EU PATENT REFORM = JAIL FOR INFRINGERS? Legislation is being proposed by the European Commission to criminalize all intellectual property infringements, including patents. The law would provide blanket protection to all forms of intellectual property through the 25 countries of the union.
Currently, a WTO treaty in the EU provides prison sentences for copyright and trademark infringement, but it does not cover patents. Like everywhere else, patent infringement is exclusively relegated to civil actions in union member nations. However, a recent ruling by
Europe's top court in September said that criminal sanctions, including jail time, were available to prosecutors for enforcing European laws, which include intellectual property.

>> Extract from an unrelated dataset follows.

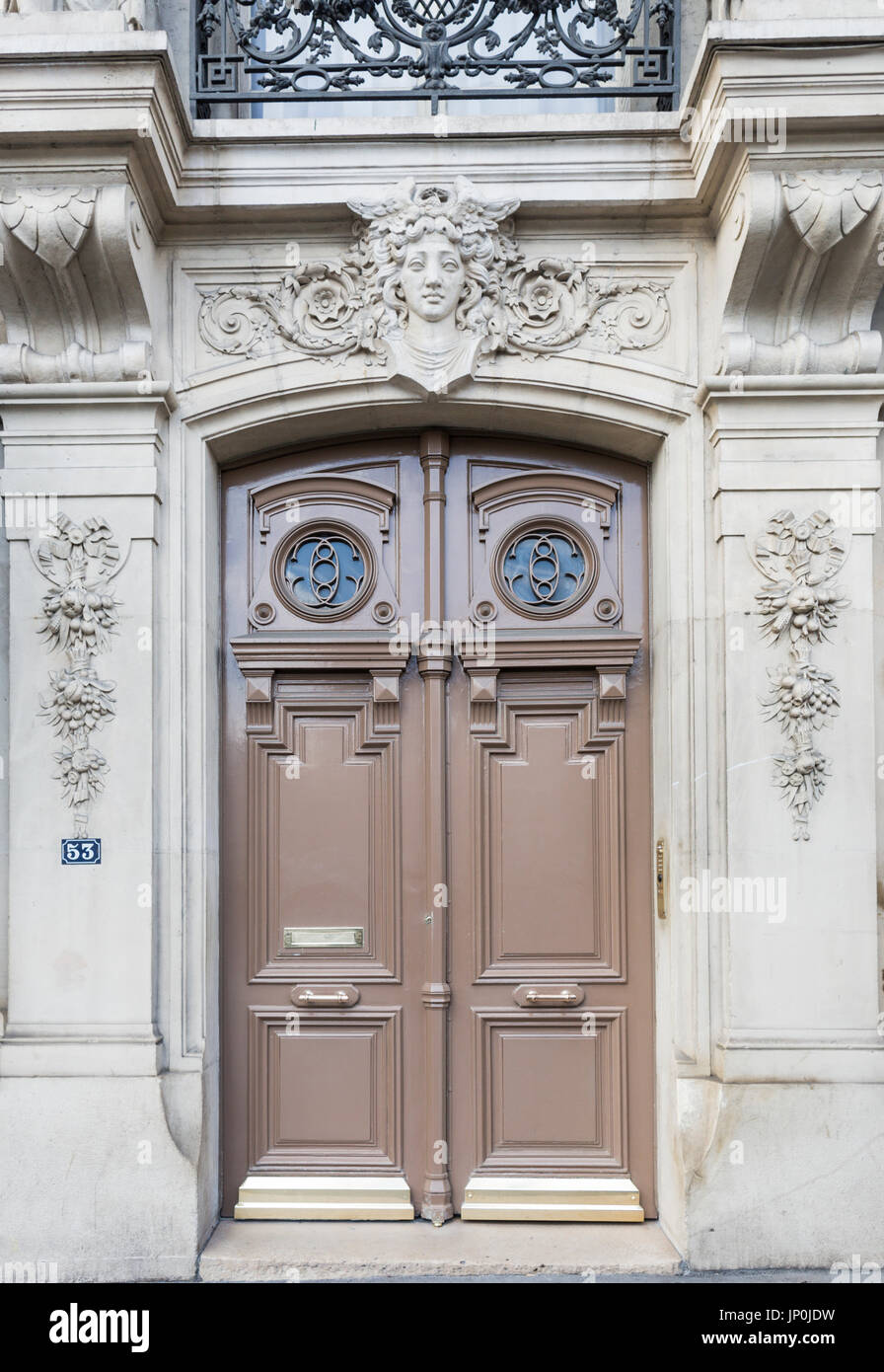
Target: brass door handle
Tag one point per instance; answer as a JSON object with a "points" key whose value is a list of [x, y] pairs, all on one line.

Accordingly, the European Commission is readying a law, scheduled for debate in 2006, for enacting criminal penalties for patent infringement. Under the current proposal, the criminal penalties must be enforced in national courts - countries that fail to prosecute wrongdoers will end up in the EU courts. Prison penalty levels will be drawn from a shopping list of minimum criminal sanctions agreed by EU justice ministers in April 2002, to allow approximations of sentences to be made across Europe. Also, Brussels will be able to stipulate that EU laws carry a criminal penalty and set the minimum tariff for offenders convicted in a national court.
Not surprisingly, just about everyone in the industry is opposed to the proposal (even Microsoft and the FII are on the same side of this).